Das Teileinkünfteverfahren basiert auf einem typisierenden Belastungsvergleich, der die von der Körperschaft und die von dem Anteilseigner gezahlte Steuern einbezieht. Durch Ansatz von 60 % der Einkünfte auf der Ebene des Anteilseigners soll eine Besteuerung hergestellt werden, die als angemessen angesehen wird. Da dieser Belastungsvergleich, auf dem die gesetzliche Regelung beruht, nur typisierend erfolgen kann, weicht die Steuerbelastung im konkreten Fall von der vom Gesetz als angemessen empfundenen Belastung ab. Das System ist dabei in dem Sinne nicht steuerneutral, als Dividendeneinkünfte beim Anteilseigner einer Gesamtbelastung unterliegen können, die höher oder niedriger sein kann als die Belastung anderer Einkünfte bei diesem konkreten Steuerpflichtigen. Bei hoher Progressionsstufe sind die Dividendeneinkünfte danach niedriger besteuert als die übrigen Einkünfte, bei niedriger Progressionsstufe dagegen höher. Ursprünglich war bei einem persönlichen Steuersatz von 42 % die Gesamtbelastung der Dividenden mit 25 % KSt und Belastung durch das Halbeinkünfteverfahren einerseits und Belastung der übrigen Einkünfte andererseits gleich.[1] Unter dem Teileinkünfteverfahren wird diese Belastungsgleichheit nur annähernd erreicht. Das zeigt folgender Belastungsvergleich (ohne SolZ):

 
Persönlicher Steuersatz des Anteilseigners 42 % 20 % 45 %
Gewinn vor KSt 100,00 100,00 100,00
KSt 15 % 15,00 15,00 15,00
Dividende 85,00 85,00 85,00
60 % vom Anteilseigner zu versteuern 51,00 51,00 51,00
ESt des Anteilseigner 21,42 10,20 22,95
Belastung aus KSt und ESt 36,42 % 25,20 % 37,95 %
 

Rz. 116

Aus dem Belastungsvergleich ergibt sich, dass bei einem Steuerpflichtigen mit einem Durchschnittsteuersatz von 20 % die Gesamtsteuerbelastung der Dividende mit 25,2 % deutlich höher ist als die Belastung anderer Einkunftsteile. Bei einem Vorsteuerergebnis von 100 bleiben ihm also nur 74,8, während ihm bei anderen Einkommensteilen 80 bleiben. Bei rationalem Verhalten wird der Steuerpflichtige daher Dividendeneinkünfte meiden. Bei einem hohen Steuersatz ist die Wirkung dagegen umgekehrt. Während dem Steuerpflichtigen bei sonstigen Einkommensteilen nur 52 verbleiben, sind es bei Dividendeneinkünften 62,1. Der Steuerpflichtige wird also dahin tendieren, Dividendeneinkünfte zulasten anderer Einkünfte zu bevorzugen.
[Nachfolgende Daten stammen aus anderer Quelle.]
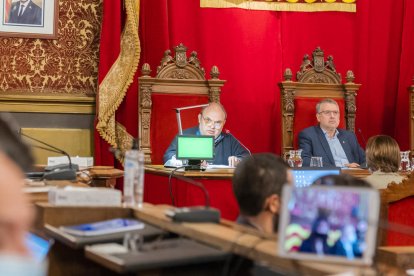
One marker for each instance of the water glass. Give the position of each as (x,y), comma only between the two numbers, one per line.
(316,161)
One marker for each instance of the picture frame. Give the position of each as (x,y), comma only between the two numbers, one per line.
(29,18)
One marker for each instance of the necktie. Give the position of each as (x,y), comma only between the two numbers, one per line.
(21,10)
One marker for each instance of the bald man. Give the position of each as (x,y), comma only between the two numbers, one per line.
(227,149)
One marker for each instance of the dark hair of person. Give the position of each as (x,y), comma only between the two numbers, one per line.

Steuerpolitisch sind für diese relativ geringere Belastung der Dividendeneinkünfte im Verhältnis zu anderen Einkünften desselben Steuerpflichtigen bei hohen Einkommen und die entsprechende relative Benachteiligung bei niedrigeren Einkommen keine Gründe ersichtlich. Gegen diese Ungleichbehandlung bestehen daher verfassungsrechtliche Bedenken.[2]

[1] Vgl. Bareis, StuW 2000, 133; Pezzer, StuW 2000, 144.
[2] Vgl. Pezzer, StuW 2000, 144, der diese Differenzierung allerdings als noch im gesetzgeberischen Ermessensrahmen liegend ansieht.